子供たちは演奏中じっと聴いているというよりは、ずっと音楽に合わせて踊ったり周りで走り回ったり笑顔で遊んでいた。大人はちょっと離れたところからチラチラ見る感じ。演奏中とかスマートフォンをいじったり話したりしてるけど曲が終わると笑顔で拍手してくれるのでまぁ聴いてくれていたのでしょう(笑)
彼らの生活に少しでも何かポジティブなものをもたらすことができたならそれで良いと思う。

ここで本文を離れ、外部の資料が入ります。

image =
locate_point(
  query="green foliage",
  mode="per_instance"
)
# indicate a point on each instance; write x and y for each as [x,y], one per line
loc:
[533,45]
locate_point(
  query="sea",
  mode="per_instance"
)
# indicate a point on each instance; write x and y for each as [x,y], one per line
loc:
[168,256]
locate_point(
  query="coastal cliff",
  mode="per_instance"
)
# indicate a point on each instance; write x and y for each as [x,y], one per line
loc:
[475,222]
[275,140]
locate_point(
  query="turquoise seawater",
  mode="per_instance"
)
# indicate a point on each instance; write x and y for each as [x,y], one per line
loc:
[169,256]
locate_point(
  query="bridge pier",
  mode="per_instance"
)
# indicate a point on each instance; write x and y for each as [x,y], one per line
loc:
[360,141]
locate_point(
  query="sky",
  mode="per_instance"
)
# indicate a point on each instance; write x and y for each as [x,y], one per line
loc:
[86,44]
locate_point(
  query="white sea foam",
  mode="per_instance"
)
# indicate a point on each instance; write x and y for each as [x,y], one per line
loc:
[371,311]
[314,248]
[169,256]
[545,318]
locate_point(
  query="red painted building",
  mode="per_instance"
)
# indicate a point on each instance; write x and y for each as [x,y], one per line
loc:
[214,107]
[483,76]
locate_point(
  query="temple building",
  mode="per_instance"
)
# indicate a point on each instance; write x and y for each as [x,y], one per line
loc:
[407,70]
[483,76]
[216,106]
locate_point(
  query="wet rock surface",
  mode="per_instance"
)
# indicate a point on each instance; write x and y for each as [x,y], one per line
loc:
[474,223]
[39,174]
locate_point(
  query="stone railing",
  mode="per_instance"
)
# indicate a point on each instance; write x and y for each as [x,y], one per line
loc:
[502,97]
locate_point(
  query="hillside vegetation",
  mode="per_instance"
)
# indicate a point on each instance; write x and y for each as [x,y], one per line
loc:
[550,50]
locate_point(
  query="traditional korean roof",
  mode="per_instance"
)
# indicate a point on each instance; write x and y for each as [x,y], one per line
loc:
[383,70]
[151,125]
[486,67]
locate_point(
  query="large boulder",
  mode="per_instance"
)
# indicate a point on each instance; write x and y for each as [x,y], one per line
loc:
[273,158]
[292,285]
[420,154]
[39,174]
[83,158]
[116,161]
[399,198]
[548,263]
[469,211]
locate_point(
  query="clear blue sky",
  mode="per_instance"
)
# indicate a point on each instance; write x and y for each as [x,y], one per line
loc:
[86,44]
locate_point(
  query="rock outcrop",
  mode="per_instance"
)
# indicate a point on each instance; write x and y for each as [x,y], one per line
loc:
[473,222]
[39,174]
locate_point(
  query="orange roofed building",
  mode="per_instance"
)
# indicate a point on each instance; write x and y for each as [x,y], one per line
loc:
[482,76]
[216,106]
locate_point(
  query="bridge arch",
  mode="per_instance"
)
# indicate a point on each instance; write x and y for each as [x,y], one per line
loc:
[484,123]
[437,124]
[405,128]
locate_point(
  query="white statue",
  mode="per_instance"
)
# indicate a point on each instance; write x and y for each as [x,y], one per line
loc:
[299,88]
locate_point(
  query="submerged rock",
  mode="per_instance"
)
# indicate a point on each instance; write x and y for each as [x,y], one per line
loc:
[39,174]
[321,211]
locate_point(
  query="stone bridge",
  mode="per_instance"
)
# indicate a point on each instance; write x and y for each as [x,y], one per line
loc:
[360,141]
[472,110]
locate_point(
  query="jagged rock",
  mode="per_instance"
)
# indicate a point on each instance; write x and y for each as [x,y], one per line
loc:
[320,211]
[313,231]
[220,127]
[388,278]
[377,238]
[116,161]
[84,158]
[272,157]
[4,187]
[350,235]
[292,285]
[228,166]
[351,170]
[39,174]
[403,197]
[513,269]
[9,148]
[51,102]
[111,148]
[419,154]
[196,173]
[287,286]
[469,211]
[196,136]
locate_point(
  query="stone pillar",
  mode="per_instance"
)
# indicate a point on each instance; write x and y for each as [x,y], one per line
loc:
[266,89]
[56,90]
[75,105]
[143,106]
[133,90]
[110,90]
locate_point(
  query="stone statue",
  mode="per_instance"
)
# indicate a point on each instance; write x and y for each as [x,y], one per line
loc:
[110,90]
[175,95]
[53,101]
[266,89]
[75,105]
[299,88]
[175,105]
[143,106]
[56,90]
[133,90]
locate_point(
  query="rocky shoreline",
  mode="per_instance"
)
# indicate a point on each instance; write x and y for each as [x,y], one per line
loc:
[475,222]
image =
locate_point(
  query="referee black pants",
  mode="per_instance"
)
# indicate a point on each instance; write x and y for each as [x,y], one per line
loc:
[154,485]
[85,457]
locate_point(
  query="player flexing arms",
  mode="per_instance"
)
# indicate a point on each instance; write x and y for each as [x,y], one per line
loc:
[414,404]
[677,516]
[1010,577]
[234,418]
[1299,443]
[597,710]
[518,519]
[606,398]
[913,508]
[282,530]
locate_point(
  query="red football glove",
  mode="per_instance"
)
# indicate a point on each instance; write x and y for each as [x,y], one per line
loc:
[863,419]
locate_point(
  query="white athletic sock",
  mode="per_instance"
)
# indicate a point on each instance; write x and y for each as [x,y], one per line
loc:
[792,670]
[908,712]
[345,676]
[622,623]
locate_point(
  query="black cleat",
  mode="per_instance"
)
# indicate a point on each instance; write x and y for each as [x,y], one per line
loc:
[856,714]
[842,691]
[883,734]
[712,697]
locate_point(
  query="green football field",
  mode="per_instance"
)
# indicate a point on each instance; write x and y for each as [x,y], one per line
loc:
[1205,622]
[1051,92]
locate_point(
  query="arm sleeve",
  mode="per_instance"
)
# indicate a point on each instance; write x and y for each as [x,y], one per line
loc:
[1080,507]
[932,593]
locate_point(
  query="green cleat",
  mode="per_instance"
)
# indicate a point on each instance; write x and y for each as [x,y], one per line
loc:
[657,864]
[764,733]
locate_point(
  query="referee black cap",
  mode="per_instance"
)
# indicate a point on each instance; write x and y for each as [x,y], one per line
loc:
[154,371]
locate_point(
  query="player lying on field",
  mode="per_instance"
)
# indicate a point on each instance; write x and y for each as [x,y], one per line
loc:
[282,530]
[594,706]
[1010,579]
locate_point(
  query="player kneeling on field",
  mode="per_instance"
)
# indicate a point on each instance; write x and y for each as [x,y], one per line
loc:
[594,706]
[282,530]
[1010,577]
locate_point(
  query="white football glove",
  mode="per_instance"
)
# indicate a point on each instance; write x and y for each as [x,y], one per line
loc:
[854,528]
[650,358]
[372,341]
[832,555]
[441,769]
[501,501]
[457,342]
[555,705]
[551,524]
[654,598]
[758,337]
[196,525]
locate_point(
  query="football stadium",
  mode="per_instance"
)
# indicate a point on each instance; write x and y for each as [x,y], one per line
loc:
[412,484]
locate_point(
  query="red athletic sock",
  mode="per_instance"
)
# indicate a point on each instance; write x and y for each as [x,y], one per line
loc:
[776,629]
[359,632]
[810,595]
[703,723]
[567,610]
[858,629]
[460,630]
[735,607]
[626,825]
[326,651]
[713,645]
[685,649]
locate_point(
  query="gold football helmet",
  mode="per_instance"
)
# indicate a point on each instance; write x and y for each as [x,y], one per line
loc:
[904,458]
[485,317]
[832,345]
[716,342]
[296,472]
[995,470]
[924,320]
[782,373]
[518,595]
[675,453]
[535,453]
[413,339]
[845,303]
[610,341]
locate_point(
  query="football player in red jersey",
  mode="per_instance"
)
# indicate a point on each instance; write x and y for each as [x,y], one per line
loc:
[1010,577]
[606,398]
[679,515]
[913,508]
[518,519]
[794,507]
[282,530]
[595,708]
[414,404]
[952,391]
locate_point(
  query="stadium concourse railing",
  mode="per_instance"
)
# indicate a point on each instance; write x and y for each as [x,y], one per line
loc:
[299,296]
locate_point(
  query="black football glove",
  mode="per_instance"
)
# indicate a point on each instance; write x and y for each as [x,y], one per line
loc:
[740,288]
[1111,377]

もちろん様々なバックグラウンドの人間がいるので、楽しいだけではない経験だったことは確かです。他のボランティアの人達とも話したけど、施設にいる大半が『自分たちがドイツに受け入れてもらっている』というある程度の感謝の気持ちでそこにいるけどそうじゃない人もいるから、私たちが来てコミュニティールームみたいなところで演奏するのが単純に邪魔と思った人達ももちろんいたでしょう。実際何人かは演奏中頑なにずっとイヤフォンをしてスマートフォンを見つめていたし、中にはわざわざ別の音楽を流す人もいた。万人を喜ばすことなんて無理。むしろ「喜ばす」って態度がまず間違っているんだろうな。私は少しでも自分に何かできることがあればと思っていたけど、人によって必要なのは仕事、お金、戦争が終わること、故郷に帰ること、そんな中娯楽の入る場所なんかないのかもしれない。
とても難しい問題ですね。
数日過ごしてみてベルリンはとても興味深い街だというのが正直な感想です。観光客や若者が多く活気にあふれているのですが、常にどこか暗い。天気の良い日に公園で寝そべっていてもそう。暗いというか空気の重みがちょっと違う。これをベルリンに住んでいる友達やランスに言ってもそうかなぁって言っていたし、多分私ももっと長くいたら慣れてしまうのだと思うけど、この3日間どこにいても何をしてもずっとその感覚がつきまとっていた。多分それはベルリンという街が持つ歴史、人々の悲しみや苦しみが絶対まだどこかに残っているからだと思う。そんなネガティブなものを乗り越えようとするエネルギー、どことないアナーキーさ、ファンキーさ、そんな感情の混沌。この感覚はドイツの他の都市で感じることはなかった、不思議なもの。でもそれがベルリンという独特な街を作り上げ、たくさんのアーティストが移り住む理由の一つなのかもしれません。
明日はベルリンを離れ、ケルンへ移動します。